TOKYO MX(地上波9ch)朝のニュース生番組「モーニングCROSS」(毎週月〜金曜7:00〜)。4月22日(水)放送の「オピニオンCROSS neo」のコーナーでは、ファッションブランド経営者のハヤカワ五味さんが、コロナ禍で“変わる価値観、変容するメーカー”について述べました。

◆現状打開に向け試行錯誤……

マスク不足で異業種の大手メーカーが製造に乗り出すなか、地方の中小企業も自社素材や製造技術を活かしたマスクの開発・生産を始めています。富山県では女性用下着の生地を活用したもの、福井県では特産の和紙を活用したものが登場するなど、各地で特色あるマスク作りが行われています。

こういったマスクなどの生産に関しては、前提として国が買い取るだけでなく、「もう少し投資のようなものがあったほうがスムーズだし、サスティナブルに続けていける」と指摘するハヤカワさん。一方で、多くの会社が売上減少に陥っているなか「どうするべきか考え、アクションしているところが多い。それはすごくいいこと」とも。

実際、飲食店のテイクアウトに関してもサービスをする側がさまざまな施策を行っています。

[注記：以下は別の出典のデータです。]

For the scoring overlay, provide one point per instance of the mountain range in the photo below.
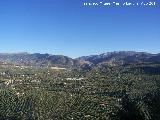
(110, 58)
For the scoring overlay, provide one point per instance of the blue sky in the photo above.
(68, 28)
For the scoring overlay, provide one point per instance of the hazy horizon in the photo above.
(69, 28)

例えば、渋谷区ではUber Eatsなどのデリバリーサービスと協力しクーポンを発行。飲食店の売上がたつと同時にスーパーの混雑緩和、さらにはバイトがなくなった人が配達人にまわることで利益が得られるなど、「すごく功を奏している」と言います。

その他にも酒造メーカーがアルコール消毒液を製造する動きも見られ、ハヤカワさんは「法律的にもうまい」と高評価。なぜなら、アルコールとして販売することで転売は不可となり、より必要な人に届けることができます。

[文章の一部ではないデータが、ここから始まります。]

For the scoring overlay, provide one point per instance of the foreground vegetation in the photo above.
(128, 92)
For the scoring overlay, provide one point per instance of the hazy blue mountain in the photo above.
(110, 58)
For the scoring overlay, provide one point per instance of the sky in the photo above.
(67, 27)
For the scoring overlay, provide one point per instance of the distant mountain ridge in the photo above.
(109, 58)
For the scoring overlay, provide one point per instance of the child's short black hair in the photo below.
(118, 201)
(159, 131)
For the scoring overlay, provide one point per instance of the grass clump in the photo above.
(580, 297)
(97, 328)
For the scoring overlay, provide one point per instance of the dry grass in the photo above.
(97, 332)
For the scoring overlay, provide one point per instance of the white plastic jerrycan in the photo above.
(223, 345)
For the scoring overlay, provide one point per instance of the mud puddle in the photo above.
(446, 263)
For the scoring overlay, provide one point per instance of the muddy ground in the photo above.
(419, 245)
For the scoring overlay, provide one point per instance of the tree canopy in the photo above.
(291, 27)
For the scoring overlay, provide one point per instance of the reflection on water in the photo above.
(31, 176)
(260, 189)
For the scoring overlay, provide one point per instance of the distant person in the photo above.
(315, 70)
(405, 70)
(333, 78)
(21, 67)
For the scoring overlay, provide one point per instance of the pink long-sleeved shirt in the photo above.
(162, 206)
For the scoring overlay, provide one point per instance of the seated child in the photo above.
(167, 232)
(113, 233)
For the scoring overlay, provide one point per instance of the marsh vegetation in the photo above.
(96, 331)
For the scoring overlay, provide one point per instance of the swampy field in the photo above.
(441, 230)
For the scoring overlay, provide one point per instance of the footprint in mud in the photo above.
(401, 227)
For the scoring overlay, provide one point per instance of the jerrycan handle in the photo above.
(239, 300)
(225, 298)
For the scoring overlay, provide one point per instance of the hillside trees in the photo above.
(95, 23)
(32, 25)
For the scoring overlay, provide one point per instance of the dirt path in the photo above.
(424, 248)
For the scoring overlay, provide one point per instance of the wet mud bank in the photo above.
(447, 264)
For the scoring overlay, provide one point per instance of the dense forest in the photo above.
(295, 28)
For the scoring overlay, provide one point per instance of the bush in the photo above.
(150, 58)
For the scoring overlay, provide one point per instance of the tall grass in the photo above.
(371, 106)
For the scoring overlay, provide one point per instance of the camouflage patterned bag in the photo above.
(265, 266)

アパレルをはじめ、今各社メーカーが試行錯誤している状況に、「日本のモノづくりの素晴らしいところ」と実感を述べます。

◆今こそ大きなゲームチェンジのタイミング

さらに、ハヤカワさんは今後、価値観やモノの売り方や見え方が変わると言います。

これまで洋服は上下セットで買っていたものが、例えば、オンライン上での映像を介したやり取りだと、下はパジャマでも相手には見えないだけにトップスだけが売れるなど、「今までとは違う売れ方をし始めている」とハヤカワさん。これはアパレルに限らず飲食店なども同じで、「これだけ在宅時間が増えると、モノを買う価値観も変わる。それこそ引っ越しも“駅徒歩”を気にしなくなるなど、さまざまな変化が出てくると思う」と主張。

現状、リーマンショックのころと経済的な部分で比較されることが多いですが、両者の大きな違いとしては、「外出や交流が制限されるという部分で経済的な影響だけでなく、価値観の変容が大きい」と言い、ハヤカワさんは「ここからメーカーがどういう在り方を求められているのか、見直す必要があると思う」と訴えます。

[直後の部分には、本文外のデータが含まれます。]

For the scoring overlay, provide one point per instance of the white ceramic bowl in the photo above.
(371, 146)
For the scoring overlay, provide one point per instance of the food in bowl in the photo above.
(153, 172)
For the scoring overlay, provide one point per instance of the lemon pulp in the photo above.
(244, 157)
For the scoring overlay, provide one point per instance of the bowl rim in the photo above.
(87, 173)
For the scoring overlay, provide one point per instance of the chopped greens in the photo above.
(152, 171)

また、GDP(国内総生産)を見ても日本は以前から経済成長が鈍化していました。そして、ここにきての新型コロナの影響で、「新しい経済成長の仕方やモノの売り方などを改めて考えていくことでしか今を乗り越えられない」とハヤカワさん。そして最後に「大きなゲームチェンジのタイミングになると思う」と目算していました。

国際弁護士で元裁判官の清原博さんはハヤカワさんに同意しつつ、「働き方改革という部分では、在宅勤務やテレワークの流れはコロナ終息後も変わらないのでは」と推測。そして、社会が大きく変化するなかで「苦しいメーカーもあると思うけど、新しい需要を掘り起こすアイデアを考えていかなければいけない」と話していました。